If the swamp devil had Catherine, then he must have found a shanty nearby to hold her prisoner. Britta killed the engine, then took a deep breath and checked her coat pocket for Jean-Paul's gun.

The eerie sounds of the bayou echoed around her as she waited….

* * *

R.J.
RACED TOWARD THE
police station, his heart pounding. He couldn't believe Britta had gone on air and offered to meet the killer.

What in the hell was she thinking?

He slammed on the brakes, tires squealing as he turned into the parking lot, then cut the engine. He'd been so furious when he'd been released from jail that he'd gone to see one of his girlfriends. He'd needed release and she'd given it to him.

Then he'd heard about the fire at the office and gone into shock. His building, his magazine, all in shambles. And all because of that damned Cortain and this fucking serial killer.

And now Britta, the one woman he actually had feelings for, was in even more danger. She'd put her life on the line for that cop Dubois, he was sure of it.

That and the guilt over Reverend Tatum's death. She didn't deserve that guilt.

She didn't deserve death, either.

He had to talk to Dubois. If the killer called her, R.J. had a hunch where he'd want to meet her. And Britta would be walking into a trap….

* * *

H
OWARD
K
EITH HAD BEEN
wrong about Britta Berger.

She had substance to her. An unselfishness below the surface that she had hidden from the world. Even he, the master of capturing the windows to the soul, had not seen it.

So maybe he was flawed. Had been wrong. In spite of her physical beauty, she was brave. Go figure.

He and the camera had both been incorrect in their perception of her. He wanted the whole story now. After all, the police were trying to pin the crime on him and he was innocent.

Why had Britta Berger chosen to face a killer and put her life on the line rather than run again?

Howard had understood her hiding out. He'd been running most of his life. Hiding his face because of his imperfection.

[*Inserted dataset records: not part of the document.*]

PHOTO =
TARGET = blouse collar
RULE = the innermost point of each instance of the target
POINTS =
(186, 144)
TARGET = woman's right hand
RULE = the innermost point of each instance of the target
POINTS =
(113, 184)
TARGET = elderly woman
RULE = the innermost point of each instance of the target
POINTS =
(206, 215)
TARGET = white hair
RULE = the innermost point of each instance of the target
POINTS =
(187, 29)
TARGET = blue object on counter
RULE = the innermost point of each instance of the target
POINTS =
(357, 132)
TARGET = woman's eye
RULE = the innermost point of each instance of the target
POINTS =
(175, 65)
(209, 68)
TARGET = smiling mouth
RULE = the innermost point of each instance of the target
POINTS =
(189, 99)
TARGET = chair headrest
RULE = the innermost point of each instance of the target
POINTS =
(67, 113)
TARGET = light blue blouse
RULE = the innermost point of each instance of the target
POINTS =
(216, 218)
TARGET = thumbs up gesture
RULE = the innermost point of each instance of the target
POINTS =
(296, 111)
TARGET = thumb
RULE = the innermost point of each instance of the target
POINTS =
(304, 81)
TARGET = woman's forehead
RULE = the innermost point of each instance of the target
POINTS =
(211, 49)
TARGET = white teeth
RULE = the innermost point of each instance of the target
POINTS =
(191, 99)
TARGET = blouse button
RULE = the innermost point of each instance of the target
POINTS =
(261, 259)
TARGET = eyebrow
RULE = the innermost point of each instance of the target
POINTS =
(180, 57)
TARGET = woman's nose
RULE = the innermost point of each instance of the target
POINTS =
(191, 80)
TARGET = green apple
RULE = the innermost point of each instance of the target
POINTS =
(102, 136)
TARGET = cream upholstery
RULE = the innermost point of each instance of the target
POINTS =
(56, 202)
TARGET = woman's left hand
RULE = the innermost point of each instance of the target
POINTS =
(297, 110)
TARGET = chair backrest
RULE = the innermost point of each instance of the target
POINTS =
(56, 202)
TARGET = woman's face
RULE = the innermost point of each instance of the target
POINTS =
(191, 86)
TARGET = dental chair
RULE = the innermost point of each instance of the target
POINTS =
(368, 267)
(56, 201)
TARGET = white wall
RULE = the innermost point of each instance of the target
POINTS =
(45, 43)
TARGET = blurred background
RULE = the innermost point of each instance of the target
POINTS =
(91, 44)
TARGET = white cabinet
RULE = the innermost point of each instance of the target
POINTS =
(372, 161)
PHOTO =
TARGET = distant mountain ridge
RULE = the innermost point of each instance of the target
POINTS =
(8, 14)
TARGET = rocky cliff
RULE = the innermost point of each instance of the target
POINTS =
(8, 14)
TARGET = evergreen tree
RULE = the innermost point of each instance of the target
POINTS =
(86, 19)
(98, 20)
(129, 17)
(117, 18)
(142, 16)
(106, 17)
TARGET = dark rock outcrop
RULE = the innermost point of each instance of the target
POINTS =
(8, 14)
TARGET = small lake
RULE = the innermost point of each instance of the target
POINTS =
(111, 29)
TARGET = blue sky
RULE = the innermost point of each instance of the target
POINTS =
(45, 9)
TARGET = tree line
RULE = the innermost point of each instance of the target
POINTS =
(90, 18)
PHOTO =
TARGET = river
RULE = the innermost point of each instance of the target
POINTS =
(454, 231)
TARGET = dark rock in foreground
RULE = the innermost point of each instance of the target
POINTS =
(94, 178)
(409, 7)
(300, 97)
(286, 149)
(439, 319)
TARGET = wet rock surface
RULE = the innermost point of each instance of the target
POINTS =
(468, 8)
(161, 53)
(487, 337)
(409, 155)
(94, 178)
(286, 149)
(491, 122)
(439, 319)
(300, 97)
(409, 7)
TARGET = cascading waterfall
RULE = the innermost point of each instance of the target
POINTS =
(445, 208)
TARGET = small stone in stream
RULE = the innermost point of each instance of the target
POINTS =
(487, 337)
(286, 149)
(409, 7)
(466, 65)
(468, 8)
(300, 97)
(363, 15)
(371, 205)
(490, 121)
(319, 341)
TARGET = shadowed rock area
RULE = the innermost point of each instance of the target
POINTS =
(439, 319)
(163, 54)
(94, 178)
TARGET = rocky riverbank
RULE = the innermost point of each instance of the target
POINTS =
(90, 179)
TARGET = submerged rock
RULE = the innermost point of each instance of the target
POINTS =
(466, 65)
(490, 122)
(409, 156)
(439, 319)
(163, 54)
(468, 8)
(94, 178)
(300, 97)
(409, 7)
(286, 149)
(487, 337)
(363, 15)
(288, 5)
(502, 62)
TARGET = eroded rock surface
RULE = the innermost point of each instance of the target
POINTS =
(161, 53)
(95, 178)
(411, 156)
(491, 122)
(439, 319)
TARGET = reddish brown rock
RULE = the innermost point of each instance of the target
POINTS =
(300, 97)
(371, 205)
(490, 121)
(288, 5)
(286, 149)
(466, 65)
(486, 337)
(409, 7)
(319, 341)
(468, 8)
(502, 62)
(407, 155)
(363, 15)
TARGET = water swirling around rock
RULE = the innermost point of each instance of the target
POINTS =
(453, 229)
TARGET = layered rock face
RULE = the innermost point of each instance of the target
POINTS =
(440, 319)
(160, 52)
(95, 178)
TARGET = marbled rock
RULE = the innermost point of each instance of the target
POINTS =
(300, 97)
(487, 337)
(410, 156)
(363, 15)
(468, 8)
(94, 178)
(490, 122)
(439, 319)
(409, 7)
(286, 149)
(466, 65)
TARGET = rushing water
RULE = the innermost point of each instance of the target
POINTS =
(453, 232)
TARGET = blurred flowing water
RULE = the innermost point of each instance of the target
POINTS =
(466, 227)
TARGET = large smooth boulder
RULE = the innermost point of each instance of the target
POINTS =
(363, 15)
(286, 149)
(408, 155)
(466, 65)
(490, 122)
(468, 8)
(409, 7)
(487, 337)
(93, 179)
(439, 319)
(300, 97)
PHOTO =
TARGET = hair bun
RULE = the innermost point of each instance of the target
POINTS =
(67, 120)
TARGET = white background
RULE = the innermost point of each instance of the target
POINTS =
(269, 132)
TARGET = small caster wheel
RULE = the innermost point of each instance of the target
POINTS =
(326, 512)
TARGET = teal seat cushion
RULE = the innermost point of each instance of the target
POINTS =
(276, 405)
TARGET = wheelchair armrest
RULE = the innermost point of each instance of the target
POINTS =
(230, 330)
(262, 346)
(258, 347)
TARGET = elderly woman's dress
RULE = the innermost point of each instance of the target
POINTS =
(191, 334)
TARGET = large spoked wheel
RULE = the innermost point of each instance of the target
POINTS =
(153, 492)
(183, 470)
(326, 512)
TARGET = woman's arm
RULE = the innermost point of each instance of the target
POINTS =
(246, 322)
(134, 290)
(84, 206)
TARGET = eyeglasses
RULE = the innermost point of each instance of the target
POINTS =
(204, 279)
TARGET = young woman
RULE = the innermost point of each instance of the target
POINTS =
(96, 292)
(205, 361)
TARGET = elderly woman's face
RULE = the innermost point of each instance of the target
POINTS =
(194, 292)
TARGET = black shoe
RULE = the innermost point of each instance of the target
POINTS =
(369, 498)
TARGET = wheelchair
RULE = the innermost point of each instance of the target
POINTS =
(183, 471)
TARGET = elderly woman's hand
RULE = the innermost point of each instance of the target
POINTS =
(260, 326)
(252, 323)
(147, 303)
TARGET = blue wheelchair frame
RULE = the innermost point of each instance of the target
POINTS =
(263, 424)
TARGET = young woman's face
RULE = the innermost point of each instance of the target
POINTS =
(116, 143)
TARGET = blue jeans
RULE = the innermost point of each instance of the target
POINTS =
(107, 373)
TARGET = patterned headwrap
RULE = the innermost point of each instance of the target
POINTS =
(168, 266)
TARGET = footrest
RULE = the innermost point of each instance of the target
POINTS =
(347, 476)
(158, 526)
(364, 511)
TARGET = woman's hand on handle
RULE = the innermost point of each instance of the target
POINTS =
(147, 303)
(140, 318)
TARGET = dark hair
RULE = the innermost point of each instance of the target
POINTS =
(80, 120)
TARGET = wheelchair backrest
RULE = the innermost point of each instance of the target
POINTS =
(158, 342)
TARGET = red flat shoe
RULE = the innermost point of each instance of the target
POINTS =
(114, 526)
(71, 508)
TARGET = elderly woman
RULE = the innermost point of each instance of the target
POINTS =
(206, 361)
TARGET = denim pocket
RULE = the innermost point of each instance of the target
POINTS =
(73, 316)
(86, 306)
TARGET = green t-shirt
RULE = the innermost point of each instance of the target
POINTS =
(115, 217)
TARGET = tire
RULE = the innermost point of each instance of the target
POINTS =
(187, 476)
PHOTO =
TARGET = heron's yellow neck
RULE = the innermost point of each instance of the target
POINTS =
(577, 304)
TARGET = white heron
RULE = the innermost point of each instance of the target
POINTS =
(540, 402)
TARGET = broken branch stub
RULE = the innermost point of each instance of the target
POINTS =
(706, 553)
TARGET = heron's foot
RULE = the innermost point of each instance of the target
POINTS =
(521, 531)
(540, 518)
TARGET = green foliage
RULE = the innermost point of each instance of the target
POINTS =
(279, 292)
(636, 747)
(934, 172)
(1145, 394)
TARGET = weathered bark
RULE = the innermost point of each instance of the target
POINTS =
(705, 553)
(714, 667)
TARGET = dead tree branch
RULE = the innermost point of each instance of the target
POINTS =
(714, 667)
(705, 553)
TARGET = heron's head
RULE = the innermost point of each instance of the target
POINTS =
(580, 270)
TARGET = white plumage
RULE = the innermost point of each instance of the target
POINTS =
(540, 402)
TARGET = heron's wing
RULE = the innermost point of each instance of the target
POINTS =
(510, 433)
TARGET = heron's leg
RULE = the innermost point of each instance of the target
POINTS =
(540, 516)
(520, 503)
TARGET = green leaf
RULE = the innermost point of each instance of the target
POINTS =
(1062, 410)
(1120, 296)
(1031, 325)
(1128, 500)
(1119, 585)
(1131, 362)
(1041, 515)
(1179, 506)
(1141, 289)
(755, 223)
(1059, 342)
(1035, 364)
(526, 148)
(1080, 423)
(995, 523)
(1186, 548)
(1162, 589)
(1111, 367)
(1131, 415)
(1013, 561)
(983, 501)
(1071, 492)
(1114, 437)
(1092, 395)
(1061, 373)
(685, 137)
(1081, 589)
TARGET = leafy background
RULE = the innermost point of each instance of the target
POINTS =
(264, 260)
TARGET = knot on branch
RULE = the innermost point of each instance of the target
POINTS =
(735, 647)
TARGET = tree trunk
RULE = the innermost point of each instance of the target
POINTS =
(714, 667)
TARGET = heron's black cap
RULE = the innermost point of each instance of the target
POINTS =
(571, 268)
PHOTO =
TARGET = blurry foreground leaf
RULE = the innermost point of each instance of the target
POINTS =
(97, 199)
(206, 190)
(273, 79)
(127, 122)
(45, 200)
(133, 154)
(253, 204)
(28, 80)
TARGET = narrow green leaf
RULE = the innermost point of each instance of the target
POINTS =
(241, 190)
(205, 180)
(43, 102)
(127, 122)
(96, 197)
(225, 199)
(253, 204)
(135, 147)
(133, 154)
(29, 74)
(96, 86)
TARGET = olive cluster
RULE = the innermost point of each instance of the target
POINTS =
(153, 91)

In that way, he could relate to the killer. Howard shot beautiful women's faces and revealed their ugly sides. The killer exposed the pretty girls with dirty souls.

Just like his friend…Sedrick offered masks to hide behind, although some of his masks were grotesque themselves.

He knocked on his friend's apartment door, then tapped his foot, impatient. Sedrick had first pointed Britta out to him. Maybe he knew more about her. He'd claimed Britta had snubbed her nose at him because of his looks. And lately, Sedrick had behaved oddly. Even made comments that had made Howard wonder how long he'd known Britta. And Sedrick's face…his scars.

How had he gotten them?

Sedrick was so secretive. Mysterious. Intense. Remote. He never discussed his past. And he was methodical. A perfectionist. Detail oriented. Which served him well in his profession.

Howard knocked again, but his friend didn't answer. Maybe he was working on a new art project.

Another mask. Or more eyes.

The guy was a wizard with design. He'd started his masks as a hobby, but today many of the more intricate Mardi Gras masks sold in town could be attributed to his talent. He even designed masks for the S and M shop and had a display in the wax museum. Of course, Howard understood his obsession with the art form.

His friend had his own flaws, imperfections.

In fact, the two of them had bonded at first sight because of them.

When Howard had lost his eye and decided to get a prosthetic one, he'd met with the ocularist. Sedrick suggested a custom prosthesis instead of the stock variety because it fit better and looked more natural.

But plastic surgery, his new fake eye, nothing had been able to compensate for Howard's flaw. He was scarred. Disfigured. Just like Sedrick. Except Sedrick's scars were physical, so deep he was forced to either wear a custom mask or heavy makeup.